La NAT basa il suo funzionamento, come dice il termine, sulla
traduzione degli indirizzi di rete: nel router, in cui è abilitata la NAT, viene creata una tabella, detta appunto
NAT Table, che memorizza per ogni richiesta in uscita dalla rete LAN un set di porte, scelto in maniera casuale, e uno (o l'unico) degli indirizzi IP pubblici forniti dall'ISP.
In questo modo, ad esempio, un pacchetto in uscita dal nostro PC 192.168.0.12 verso l'indirizzo 1.2.3.4 sulla porta 80, verrà analizzato dal router, che provvederà a inserire un'apposita voce nella
NAT table, memorizzando tale richiesta; il router si occuperà quindi di
modificare l'indirizzo IP della richiesta, sostituendo all'indirizzo 192.168.0.12 il proprio indirizzo IP esterno, ossia 87.12.13.14, e attribuendo una diversa porta origine, ad esempio la porta 2048.
Quando il router riceverà un pacchetto dall'host 1.2.3.4, verificherà se nella
NAT table è presente la corrispondente voce relativa a una richiesta effettuata verso tale host: saprà così di dover indirizzare il pacchetto ricevuto all'host 192.168.0.12, che aveva originariamente effettuato la richiesta; se non viene trovata alcuna corrispondenza nella
NAT table, il pacchetto viene scartato.
La tecnica appena vista è detta
NAT dinamico o
IP masquerading, ed è un caso particolare di
Source NAT, ovvero di sostituzione dell'indirizzo IP sorgente; altri nomi utilizzati per tale tecnica sono
Port Address Translation (PAT) e
IP Overloading, in quanto oltre alla traduzione dell'indirizzo, viene effettuato anche un cambiamento della porta utilizzata ; ciò avviene perché, altrimenti, un solo host della rete per volta potrebbe effettuare richieste.
In questo esempio, però, non abbiamo ottenuto lo scopo che ci eravamo prefissi, ovvero di far sì che i client esterni alla nostra rete locale 192.168.0.0/16 possano collegarsi al programma
eMule, in esecuzione sul laptop all'indirizzo 192.168.0.12, in quanto come specificato, la tecnica utilizzata consente di effettuare una comunicazione dall'interno della rete LAN all'esterno, ma non viceversa.
Per ottenere il nostro scopo, occorre definire una
Static NAT: in pratica occorre popolare la
NAT table vista in precedenza, fornendo al router le indicazioni sulla destinazione, alla quale inoltrare i pacchetti in arrivo sull'interfaccia WAN a una determinata porta.
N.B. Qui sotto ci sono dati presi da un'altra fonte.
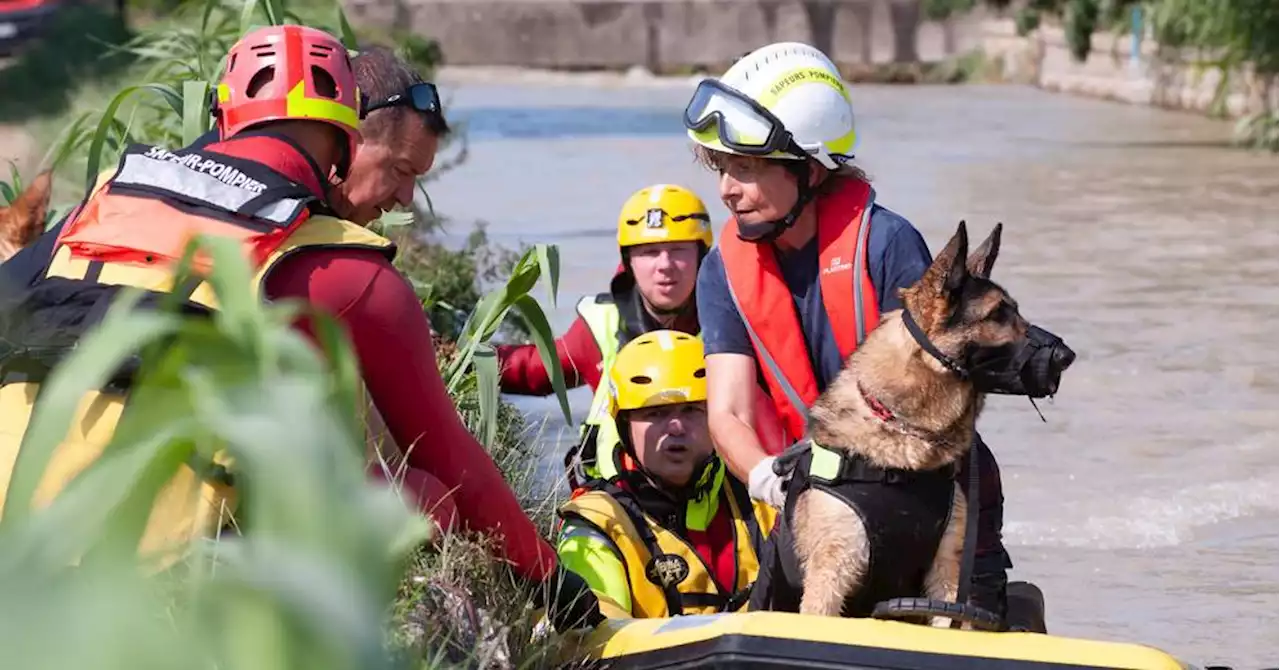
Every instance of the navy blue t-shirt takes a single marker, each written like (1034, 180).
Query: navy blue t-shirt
(896, 255)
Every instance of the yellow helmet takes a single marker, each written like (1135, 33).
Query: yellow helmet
(663, 213)
(658, 368)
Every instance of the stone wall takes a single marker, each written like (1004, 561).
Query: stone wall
(1159, 77)
(661, 35)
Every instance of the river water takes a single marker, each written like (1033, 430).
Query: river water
(1148, 505)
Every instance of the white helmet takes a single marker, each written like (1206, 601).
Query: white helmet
(784, 100)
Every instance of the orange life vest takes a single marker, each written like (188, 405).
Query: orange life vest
(763, 300)
(158, 200)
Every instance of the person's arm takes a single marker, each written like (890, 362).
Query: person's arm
(589, 554)
(903, 260)
(392, 341)
(524, 373)
(731, 375)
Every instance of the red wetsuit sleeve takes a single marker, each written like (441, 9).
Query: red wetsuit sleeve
(392, 340)
(524, 373)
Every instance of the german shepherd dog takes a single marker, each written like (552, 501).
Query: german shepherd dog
(23, 220)
(909, 399)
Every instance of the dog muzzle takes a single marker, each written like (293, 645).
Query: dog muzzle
(1032, 368)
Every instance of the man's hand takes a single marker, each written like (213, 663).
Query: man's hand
(568, 600)
(764, 484)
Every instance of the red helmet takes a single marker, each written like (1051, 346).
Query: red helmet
(289, 72)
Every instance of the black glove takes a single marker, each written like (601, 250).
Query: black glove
(568, 600)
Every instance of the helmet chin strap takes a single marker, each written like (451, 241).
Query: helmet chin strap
(767, 232)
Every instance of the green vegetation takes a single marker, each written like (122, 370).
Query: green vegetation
(332, 571)
(315, 580)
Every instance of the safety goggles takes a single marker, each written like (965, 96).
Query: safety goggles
(743, 124)
(420, 96)
(654, 218)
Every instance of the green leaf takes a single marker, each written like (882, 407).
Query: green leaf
(348, 35)
(548, 261)
(487, 390)
(195, 110)
(543, 336)
(108, 122)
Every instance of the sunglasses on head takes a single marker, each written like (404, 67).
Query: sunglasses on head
(420, 96)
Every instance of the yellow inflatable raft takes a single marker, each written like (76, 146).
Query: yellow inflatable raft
(782, 639)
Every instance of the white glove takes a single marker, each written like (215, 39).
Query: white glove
(764, 484)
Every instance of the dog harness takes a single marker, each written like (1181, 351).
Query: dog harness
(905, 514)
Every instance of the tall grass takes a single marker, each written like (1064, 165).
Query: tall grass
(306, 586)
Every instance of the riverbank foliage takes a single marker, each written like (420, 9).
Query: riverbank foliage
(446, 604)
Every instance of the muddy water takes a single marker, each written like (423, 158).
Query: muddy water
(1148, 505)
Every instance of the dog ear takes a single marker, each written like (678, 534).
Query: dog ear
(947, 272)
(26, 214)
(981, 261)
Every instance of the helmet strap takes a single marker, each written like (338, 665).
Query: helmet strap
(768, 232)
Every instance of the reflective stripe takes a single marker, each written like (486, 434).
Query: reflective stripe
(767, 359)
(859, 264)
(196, 178)
(603, 320)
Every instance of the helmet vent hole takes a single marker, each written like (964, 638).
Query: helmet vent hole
(260, 80)
(324, 82)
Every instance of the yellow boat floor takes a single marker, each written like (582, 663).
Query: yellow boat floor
(782, 639)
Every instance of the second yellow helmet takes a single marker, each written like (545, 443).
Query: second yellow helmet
(663, 213)
(658, 368)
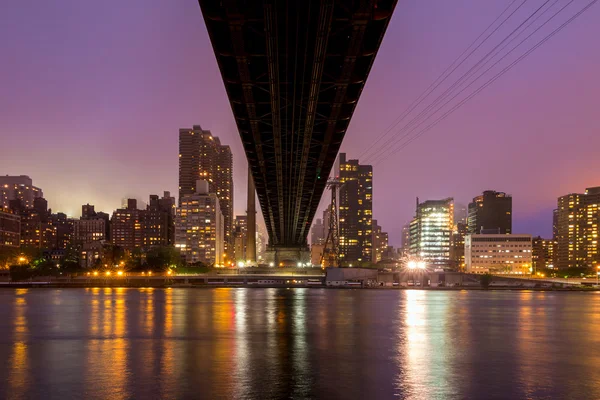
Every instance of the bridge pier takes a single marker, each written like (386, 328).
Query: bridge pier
(287, 256)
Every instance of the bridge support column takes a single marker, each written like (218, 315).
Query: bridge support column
(287, 256)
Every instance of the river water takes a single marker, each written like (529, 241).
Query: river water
(246, 343)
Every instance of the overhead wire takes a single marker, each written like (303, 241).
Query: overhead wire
(489, 81)
(444, 75)
(465, 76)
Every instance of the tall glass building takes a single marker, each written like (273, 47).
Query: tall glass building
(431, 231)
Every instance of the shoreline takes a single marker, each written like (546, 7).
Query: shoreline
(117, 285)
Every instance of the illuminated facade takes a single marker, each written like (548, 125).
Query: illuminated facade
(202, 156)
(10, 229)
(126, 227)
(157, 220)
(430, 232)
(490, 212)
(498, 254)
(355, 211)
(577, 220)
(89, 230)
(457, 248)
(199, 227)
(18, 188)
(240, 232)
(317, 233)
(380, 242)
(64, 230)
(543, 253)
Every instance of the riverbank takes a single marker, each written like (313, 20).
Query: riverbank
(163, 285)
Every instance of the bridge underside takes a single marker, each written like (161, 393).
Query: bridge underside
(293, 72)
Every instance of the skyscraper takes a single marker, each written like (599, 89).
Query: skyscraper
(240, 232)
(18, 188)
(157, 220)
(317, 233)
(457, 247)
(10, 229)
(577, 221)
(355, 210)
(126, 226)
(380, 242)
(431, 230)
(491, 213)
(543, 253)
(202, 156)
(199, 228)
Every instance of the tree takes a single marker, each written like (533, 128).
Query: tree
(485, 280)
(20, 272)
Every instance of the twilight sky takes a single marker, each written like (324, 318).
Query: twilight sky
(92, 94)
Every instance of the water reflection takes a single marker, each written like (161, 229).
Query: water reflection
(298, 343)
(19, 378)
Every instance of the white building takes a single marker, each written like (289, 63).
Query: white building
(430, 232)
(498, 254)
(89, 230)
(18, 188)
(199, 227)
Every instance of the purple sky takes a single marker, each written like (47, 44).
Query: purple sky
(93, 94)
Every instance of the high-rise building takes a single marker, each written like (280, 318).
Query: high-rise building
(36, 231)
(126, 227)
(88, 211)
(261, 246)
(461, 214)
(555, 224)
(10, 229)
(457, 246)
(498, 253)
(355, 211)
(89, 230)
(18, 188)
(405, 240)
(431, 230)
(199, 226)
(202, 156)
(380, 242)
(240, 232)
(578, 218)
(317, 233)
(490, 212)
(157, 221)
(64, 230)
(543, 253)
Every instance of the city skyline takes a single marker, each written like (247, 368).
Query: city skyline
(118, 131)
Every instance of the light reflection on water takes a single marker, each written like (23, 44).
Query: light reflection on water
(241, 343)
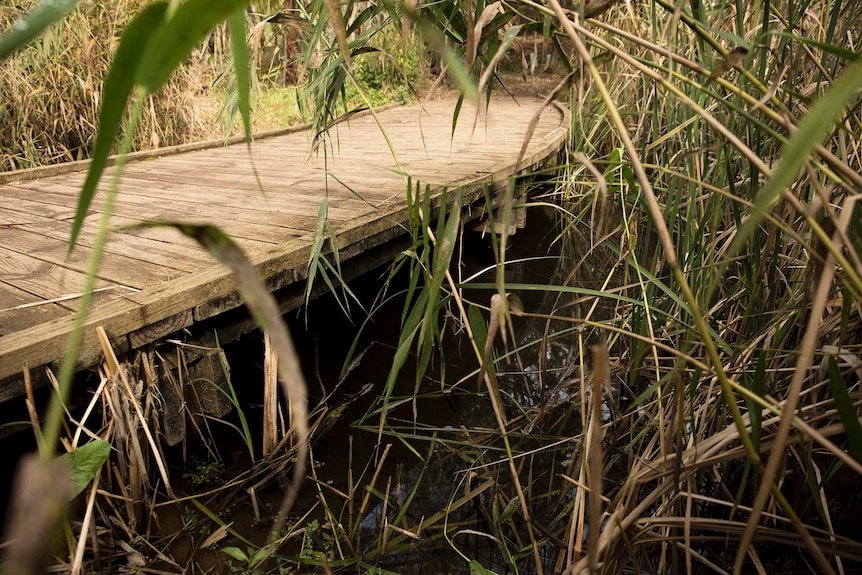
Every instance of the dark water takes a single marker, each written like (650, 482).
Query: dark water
(324, 336)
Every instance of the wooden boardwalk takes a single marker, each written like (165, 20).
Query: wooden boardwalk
(154, 282)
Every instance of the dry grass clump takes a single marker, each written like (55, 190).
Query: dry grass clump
(50, 91)
(737, 347)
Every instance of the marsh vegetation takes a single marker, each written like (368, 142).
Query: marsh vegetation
(678, 392)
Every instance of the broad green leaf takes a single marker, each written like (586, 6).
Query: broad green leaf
(846, 410)
(477, 568)
(241, 68)
(115, 97)
(173, 41)
(28, 27)
(84, 462)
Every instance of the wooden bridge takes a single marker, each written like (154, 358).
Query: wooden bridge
(154, 282)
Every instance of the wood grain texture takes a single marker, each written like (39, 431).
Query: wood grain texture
(156, 281)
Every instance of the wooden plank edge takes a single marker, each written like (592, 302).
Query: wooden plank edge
(29, 174)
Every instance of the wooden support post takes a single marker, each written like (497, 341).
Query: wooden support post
(209, 386)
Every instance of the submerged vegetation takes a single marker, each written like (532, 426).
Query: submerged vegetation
(683, 396)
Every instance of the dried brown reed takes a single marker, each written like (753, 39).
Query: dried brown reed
(50, 91)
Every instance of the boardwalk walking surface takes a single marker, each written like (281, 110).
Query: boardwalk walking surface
(154, 281)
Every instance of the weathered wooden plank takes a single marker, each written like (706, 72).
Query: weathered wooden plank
(217, 186)
(20, 309)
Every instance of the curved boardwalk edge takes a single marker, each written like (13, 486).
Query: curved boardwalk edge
(152, 313)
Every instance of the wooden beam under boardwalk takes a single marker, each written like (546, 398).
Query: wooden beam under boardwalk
(154, 282)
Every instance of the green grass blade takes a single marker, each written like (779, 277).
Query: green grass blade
(811, 132)
(846, 410)
(115, 96)
(241, 67)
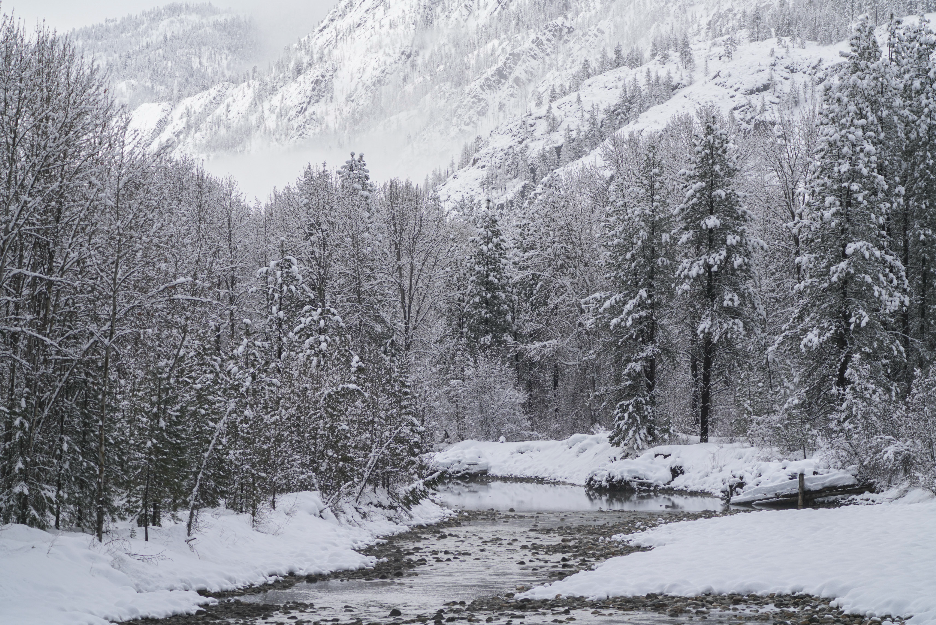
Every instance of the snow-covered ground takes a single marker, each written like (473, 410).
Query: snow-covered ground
(67, 577)
(877, 560)
(590, 458)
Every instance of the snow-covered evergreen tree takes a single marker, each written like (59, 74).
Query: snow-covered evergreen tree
(713, 276)
(852, 284)
(639, 266)
(489, 305)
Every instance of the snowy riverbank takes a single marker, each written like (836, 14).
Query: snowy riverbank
(876, 560)
(63, 578)
(591, 459)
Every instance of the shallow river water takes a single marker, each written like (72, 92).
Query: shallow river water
(521, 542)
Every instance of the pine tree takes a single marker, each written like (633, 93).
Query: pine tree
(851, 282)
(489, 301)
(715, 247)
(639, 267)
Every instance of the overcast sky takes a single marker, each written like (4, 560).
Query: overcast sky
(283, 21)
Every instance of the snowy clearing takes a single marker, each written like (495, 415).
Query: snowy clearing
(590, 459)
(68, 578)
(875, 560)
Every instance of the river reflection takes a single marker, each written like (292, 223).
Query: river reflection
(534, 497)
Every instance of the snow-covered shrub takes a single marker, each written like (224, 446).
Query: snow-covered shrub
(485, 403)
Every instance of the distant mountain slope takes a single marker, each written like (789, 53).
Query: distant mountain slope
(760, 77)
(416, 80)
(172, 52)
(418, 76)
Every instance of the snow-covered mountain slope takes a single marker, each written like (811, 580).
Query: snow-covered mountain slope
(416, 79)
(434, 86)
(171, 52)
(759, 77)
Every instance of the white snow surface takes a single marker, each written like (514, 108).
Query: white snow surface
(52, 578)
(790, 487)
(875, 560)
(705, 467)
(570, 460)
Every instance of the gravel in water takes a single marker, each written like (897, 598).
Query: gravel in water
(470, 568)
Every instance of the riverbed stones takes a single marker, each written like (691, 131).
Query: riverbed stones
(554, 550)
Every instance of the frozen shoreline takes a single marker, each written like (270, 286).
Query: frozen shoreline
(68, 578)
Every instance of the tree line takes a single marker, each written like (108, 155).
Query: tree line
(166, 347)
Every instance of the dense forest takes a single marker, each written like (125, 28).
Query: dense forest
(166, 347)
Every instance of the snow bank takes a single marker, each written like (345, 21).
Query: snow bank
(874, 560)
(590, 459)
(69, 578)
(570, 460)
(719, 468)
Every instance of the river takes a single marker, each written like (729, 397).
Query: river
(510, 536)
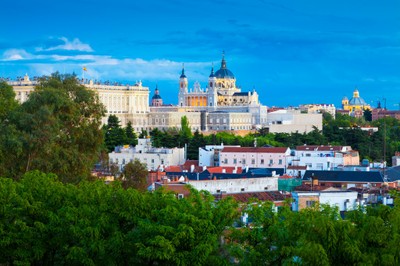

Nel nostro caso, occorre indirizzare tutti i pacchetti TCP in arrivo sulla porta 4662, dell'interfaccia WAN del router, alla porta TCP 4662 del laptop all'indirizzo IP 192.168.0.12, e tutti i pacchetti UDP in arrivo sulla porta 4672 del router alla corrispondente porta UDP 4672 del laptop; in questo modo, i client
eMule remoti potranno inoltrare le richieste al nostro router, che le girerà in maniera trasparente al client
eMule in esecuzione sul nostro laptop.